These notes intend to describe the motivation, and the overall content of this repository to help instructors teach this lesson.

The main goal of this lesson is to teach participants how to modularize their analysis by organizing their code in functions. This (1)makes clear the origin of each dataset used in the analysis; (2) makes it easier to generate the intermediate pieces of the manuscript to share with their colleagues; (3) takes advantage of the infrastructure already available to write documentation and tests for the code.

The lesson is centered around transforming a manuscript that is written such that all the code is linear, duplicated, and completely integrated with the text of the manuscript, into a manuscript where each piece is written into a function, and most of the code is taken out into a different part of the repository.

While teaching this lesson, the organization of the project should be emphasized to demonstrate how having everything in the correct place facilitates the automation of building the mansucript. The code is written such that if additional data files where provided, the manuscript would still build and the numbers/graphs would be updated automatically.
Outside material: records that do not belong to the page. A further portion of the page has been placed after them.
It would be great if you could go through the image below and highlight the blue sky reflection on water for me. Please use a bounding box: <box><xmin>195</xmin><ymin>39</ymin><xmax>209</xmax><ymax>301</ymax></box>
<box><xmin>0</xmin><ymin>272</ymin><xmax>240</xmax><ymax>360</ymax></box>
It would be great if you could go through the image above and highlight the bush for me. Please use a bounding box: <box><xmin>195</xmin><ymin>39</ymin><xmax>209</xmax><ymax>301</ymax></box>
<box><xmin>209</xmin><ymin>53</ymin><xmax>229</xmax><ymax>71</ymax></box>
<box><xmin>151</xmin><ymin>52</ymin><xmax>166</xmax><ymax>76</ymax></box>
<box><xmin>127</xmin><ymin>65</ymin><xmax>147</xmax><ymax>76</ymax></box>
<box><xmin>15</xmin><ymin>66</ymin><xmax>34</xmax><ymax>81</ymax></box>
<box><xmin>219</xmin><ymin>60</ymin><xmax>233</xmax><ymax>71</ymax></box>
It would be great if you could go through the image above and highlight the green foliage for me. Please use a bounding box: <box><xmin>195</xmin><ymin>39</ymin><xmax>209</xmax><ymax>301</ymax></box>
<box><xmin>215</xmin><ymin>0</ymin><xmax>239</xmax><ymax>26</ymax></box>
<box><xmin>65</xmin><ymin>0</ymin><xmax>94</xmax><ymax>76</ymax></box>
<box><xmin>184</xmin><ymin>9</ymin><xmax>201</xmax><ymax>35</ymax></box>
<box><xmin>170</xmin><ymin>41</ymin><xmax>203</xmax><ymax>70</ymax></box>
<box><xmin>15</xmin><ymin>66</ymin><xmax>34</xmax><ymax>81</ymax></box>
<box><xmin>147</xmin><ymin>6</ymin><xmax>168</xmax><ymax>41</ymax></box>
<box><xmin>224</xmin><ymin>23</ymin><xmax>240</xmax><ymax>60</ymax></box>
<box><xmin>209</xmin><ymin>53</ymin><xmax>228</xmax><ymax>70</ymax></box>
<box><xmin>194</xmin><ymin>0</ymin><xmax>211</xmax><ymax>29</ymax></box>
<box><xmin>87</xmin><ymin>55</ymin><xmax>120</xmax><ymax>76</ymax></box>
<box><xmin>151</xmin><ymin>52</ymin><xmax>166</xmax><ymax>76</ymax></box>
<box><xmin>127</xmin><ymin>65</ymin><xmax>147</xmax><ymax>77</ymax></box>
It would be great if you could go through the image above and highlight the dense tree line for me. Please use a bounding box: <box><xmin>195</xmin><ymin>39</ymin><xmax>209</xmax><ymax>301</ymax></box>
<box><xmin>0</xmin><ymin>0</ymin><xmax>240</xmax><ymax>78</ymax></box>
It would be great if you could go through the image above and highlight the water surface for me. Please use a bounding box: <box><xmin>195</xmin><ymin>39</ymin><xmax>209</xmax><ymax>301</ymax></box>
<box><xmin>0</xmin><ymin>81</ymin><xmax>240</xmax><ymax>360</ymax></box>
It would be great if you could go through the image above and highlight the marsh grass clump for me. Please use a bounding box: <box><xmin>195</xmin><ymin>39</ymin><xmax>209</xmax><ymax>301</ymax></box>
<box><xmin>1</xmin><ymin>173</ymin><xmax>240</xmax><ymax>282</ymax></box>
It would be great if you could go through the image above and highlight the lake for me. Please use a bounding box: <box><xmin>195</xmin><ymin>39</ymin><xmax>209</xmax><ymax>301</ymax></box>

Presentation of the manuscript

The manuscript was written to be sufficiently complicated that it makes the automation worthwhile and necessitates intermediate datasets to be able to obtain the results.

The manuscript compares the rate of change in life expectancy between two time periods for each of the continent. A few interesting points of this are:

  • increase in life expectency is slowing down for most continent
  • in Africa, rate of change in life expectency is almost flat (due to AIDS epidemics)
  • in Oceania, increase in life expectency is accelerating.

To do this, we compare the linear trend between two time periods. The cutoff year for these time period is controlled by a variable in the manuscript that participants can change (and should change so they can witness how the numbers and graphs get updated).

Teaching Logistics

When teaching this material previously, I have found that for the first part of the lesson, students can write their code "linearly" in a single script file. Thus, they don't have to worry (lower cognitive load) about file organization, and focus on the material being covered.

Starting at lesson 06, participants can follow the instructions and start putting the bits of codes in the different files.